Regardless, it seems that non-competitive lifters and strength athletes shouldn't pay much attention to the sex and performance issue, anyhow, unless they're preparing for an especially heavy lifting day or are hoping to break some personal records.

It may be different for strength athletes who compete, though. In their case, they're probably asking the same questions as any other competitive athlete: to screw or not to screw?

To Screw or Not to Screw?
If we consider the research, what we know about hormones, what we know about the emotional consequences of sex and the inherent variables of individual sports, we can come up with the following generalizations about sex before competition or even a hard training session:

If you're involved in a sport where calmness and a steady hand is paramount, sex in the hours before competition might give you an advantage.
If you're involved in a sport where aggression and hatred of your opponent is the equivalent to a performance-enhancing drug, then abstinence might give you an advantage. (And by abstinence, I'm talking about days or weeks.)
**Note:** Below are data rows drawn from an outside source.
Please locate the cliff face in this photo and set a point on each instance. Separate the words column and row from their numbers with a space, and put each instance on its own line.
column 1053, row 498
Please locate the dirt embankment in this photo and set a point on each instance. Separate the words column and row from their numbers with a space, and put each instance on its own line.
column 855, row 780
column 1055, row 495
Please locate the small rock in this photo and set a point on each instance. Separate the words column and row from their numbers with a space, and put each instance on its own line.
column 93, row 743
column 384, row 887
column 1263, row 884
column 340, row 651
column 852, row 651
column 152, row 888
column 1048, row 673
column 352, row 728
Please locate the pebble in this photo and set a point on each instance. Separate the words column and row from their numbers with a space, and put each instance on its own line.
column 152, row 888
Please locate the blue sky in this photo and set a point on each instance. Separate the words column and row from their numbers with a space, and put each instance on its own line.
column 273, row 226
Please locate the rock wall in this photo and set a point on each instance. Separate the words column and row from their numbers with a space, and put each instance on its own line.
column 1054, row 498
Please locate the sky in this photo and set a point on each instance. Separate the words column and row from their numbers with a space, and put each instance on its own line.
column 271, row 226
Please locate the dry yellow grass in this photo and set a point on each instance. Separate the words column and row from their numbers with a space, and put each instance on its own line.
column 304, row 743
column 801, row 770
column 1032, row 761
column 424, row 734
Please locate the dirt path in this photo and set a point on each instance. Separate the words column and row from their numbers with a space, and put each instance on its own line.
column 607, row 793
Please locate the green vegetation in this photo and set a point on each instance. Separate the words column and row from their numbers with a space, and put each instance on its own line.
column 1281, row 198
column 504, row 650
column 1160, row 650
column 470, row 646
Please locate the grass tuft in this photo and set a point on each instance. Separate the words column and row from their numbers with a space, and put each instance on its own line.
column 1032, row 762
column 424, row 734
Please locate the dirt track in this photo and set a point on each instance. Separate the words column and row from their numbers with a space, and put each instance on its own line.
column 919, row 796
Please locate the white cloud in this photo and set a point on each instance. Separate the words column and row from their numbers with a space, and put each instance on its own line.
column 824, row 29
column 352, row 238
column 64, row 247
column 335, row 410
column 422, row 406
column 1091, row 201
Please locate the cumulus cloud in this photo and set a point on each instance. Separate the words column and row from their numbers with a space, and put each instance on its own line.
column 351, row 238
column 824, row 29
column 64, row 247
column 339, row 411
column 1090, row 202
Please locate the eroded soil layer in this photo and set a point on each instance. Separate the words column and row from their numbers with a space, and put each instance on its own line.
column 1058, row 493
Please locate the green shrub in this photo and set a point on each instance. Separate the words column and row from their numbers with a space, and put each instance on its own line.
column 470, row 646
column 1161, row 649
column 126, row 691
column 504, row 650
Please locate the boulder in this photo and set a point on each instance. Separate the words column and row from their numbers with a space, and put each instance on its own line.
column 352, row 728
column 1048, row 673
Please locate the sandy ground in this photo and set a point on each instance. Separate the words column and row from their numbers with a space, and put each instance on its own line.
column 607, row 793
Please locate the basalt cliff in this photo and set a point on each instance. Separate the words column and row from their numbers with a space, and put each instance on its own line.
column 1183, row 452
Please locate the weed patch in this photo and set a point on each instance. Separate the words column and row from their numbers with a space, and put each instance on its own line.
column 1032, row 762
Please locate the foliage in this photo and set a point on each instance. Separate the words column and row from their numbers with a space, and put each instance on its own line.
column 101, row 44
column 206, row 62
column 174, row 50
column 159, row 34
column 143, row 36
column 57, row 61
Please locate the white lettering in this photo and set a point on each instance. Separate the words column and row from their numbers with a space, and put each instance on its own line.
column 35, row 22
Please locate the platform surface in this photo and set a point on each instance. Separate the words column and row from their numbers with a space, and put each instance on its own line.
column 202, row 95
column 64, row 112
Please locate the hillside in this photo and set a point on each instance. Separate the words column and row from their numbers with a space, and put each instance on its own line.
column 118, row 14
However, if you can't help yourself and the lure of the animal is just too strong, probably try to refrain from sex – at least Flying Wallenda sex – for at least 10 hours before competition.
Maybe the most logical advice comes from the late Casey Stengel, who expressed that it wasn't so much the sex that weakened athletes, but staying up all night looking for it. Even more salient is an athlete's individual beliefs. If they believe that sex will affect their performance, it invariably will.


References:
  1. Exton, M.S., et al., "Endocrine response to masturbation-induced orgasm in healthy men following a 3-week sexual abstinence," World J Urol, 2001. 19(5): p. 377-382.
  2. Jiang, M., "Periodic changes in serum testosterone levels after ejaculation in men." Sheng Li Xue Bao, 2002. 54(6): p. 535-538.
  3. Stefani, Laura, et al."Sexual Activity before Sports Competition: A Systematic Review," Frontiers in Physiology, 21 June, 2016.
  4. Sztajzel, J., et al., "Effect of sexual activity on cycle ergometer stress test parameters, on plasmatic testosterone levels and on concentration capacity. A study in high-level male athletes performed in the laboratory," J Sports Med Phys Fitness, 2000. 40(3): p 233-239.